When the family moved into “Court House”, the Western wing of “Beaucroft”, there was some modernisation required to the plumbing and electrics. Up came the floorboards and revealed all sorts of pipes and cables installed since 1876. 

There was a network of bare copper wires between the “Upstairs” bell pull and the “Downstairs” servants quarters. The wires ran through holes drilled though the joists (the wood shavings from the drilling were still there!) and were connected to bell crank levers where the wire needed to change route. One could imagine the workman fitting these and carefully twisting the copper wire through the holes in the brass crank and then testing everything.

Bell crank

Later this mechanical network was replaced by an electric call system using pairs of double cotton covered copper (D.C.C.) wires between push buttons and electric bells.

One of the earliest manufacturers of insulated wires was William Henley (1814 to 1882) who set up a small workshop in London in 1837 to manufacture silk and cotton covered wire,…..W. T. Henley’s Telegraph Works Company was formed in 1880, with Henley as the Managing director. 

After several mergers, Henley cables became part of AEI which is still making specialist cables today.

Also between the joists were the remains of rubber insulated lead sheathed cables which would have been installed in the 1930’s to provide electrical power.

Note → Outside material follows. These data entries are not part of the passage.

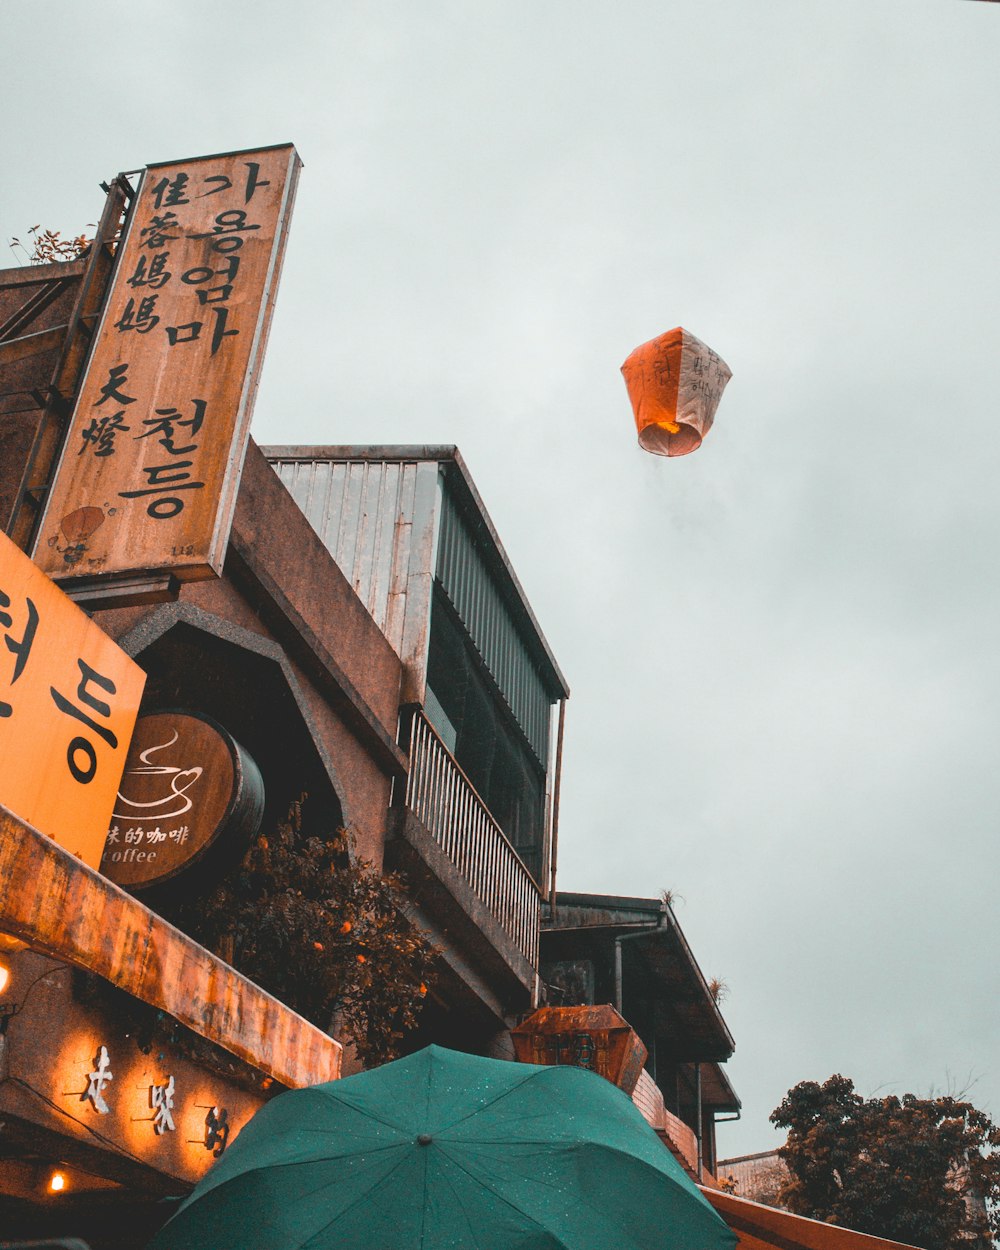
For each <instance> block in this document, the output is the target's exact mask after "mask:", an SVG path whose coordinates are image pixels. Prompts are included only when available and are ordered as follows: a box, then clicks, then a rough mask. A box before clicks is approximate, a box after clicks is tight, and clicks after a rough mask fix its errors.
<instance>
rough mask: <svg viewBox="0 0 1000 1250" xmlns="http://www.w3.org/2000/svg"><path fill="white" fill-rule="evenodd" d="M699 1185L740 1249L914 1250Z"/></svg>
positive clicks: (902, 1241)
mask: <svg viewBox="0 0 1000 1250" xmlns="http://www.w3.org/2000/svg"><path fill="white" fill-rule="evenodd" d="M699 1188H700V1190H701V1193H702V1194H704V1195H705V1198H706V1199H707V1200H709V1203H711V1205H712V1206H714V1208H715V1210H716V1211H717V1213H719V1214H720V1215H721V1216H722V1219H724V1220H725V1221H726V1224H727V1225H729V1226H730V1228H731V1229H732V1231H734V1233H735V1234H736V1235H737V1236H739V1239H740V1240H739V1243H737V1250H914V1246H909V1245H905V1244H904V1243H903V1241H886V1240H885V1238H873V1236H871V1235H870V1234H868V1233H856V1231H855V1230H854V1229H841V1228H839V1226H838V1225H836V1224H824V1223H821V1221H820V1220H809V1219H806V1218H805V1216H804V1215H793V1214H791V1211H783V1210H780V1209H779V1208H776V1206H764V1205H763V1204H760V1203H750V1201H747V1200H746V1199H745V1198H734V1196H732V1194H724V1193H722V1191H721V1190H717V1189H709V1188H707V1186H706V1185H701V1186H699Z"/></svg>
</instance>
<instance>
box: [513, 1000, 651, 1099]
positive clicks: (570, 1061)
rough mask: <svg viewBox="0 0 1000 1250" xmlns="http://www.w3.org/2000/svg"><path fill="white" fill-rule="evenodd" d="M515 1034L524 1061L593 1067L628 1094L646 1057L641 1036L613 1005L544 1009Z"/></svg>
mask: <svg viewBox="0 0 1000 1250" xmlns="http://www.w3.org/2000/svg"><path fill="white" fill-rule="evenodd" d="M510 1036H511V1039H512V1041H514V1051H515V1054H516V1056H517V1061H519V1063H521V1064H550V1065H555V1064H571V1065H572V1066H575V1068H589V1069H590V1071H592V1073H597V1075H599V1076H604V1078H605V1079H606V1080H609V1081H611V1084H612V1085H617V1086H619V1089H621V1090H624V1091H625V1093H626V1094H631V1093H632V1090H634V1089H635V1085H636V1081H637V1080H639V1074H640V1073H641V1071H642V1065H644V1064H645V1061H646V1048H645V1046H644V1045H642V1041H641V1040H640V1038H639V1034H637V1033H636V1031H635V1029H632V1028H631V1025H630V1024H629V1021H627V1020H625V1019H624V1018H622V1016H620V1015H619V1014H617V1011H615V1009H614V1008H612V1006H610V1005H607V1004H605V1005H601V1006H582V1008H541V1009H540V1010H537V1011H535V1013H534V1014H532V1015H530V1016H529V1018H527V1019H526V1020H525V1021H524V1024H521V1025H520V1026H519V1028H517V1029H512V1030H511V1034H510Z"/></svg>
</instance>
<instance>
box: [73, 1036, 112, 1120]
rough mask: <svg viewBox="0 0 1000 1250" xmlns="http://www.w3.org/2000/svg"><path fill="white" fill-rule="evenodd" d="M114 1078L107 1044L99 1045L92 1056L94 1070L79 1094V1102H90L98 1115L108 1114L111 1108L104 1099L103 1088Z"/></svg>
mask: <svg viewBox="0 0 1000 1250" xmlns="http://www.w3.org/2000/svg"><path fill="white" fill-rule="evenodd" d="M114 1079H115V1074H114V1073H113V1071H111V1060H110V1059H109V1058H108V1046H99V1048H98V1054H96V1055H95V1056H94V1071H93V1073H90V1074H89V1075H88V1079H86V1089H85V1090H84V1093H83V1094H81V1095H80V1101H81V1103H90V1105H91V1106H93V1108H94V1110H95V1111H96V1113H98V1115H108V1113H109V1111H110V1110H111V1108H110V1106H109V1105H108V1104H106V1103H105V1100H104V1090H105V1088H106V1085H108V1083H109V1081H113V1080H114Z"/></svg>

The Victorian Loo was supplied with water by a half inch (internal bore) galvanised steel pipe from the mains at the back of the house. It was laid under the floor between and through the joists to a separate roof tank. The pipe made several changes in direction via screwed galvanised steel elbows. The plumber would have cut the threads on site.

There was also a 2″ lead waste pipe with a beautiful wiped plumbed joint from a long gone hand basin. I can image the smell of the plumbers metal, melting tallow and paraffin blow lamp.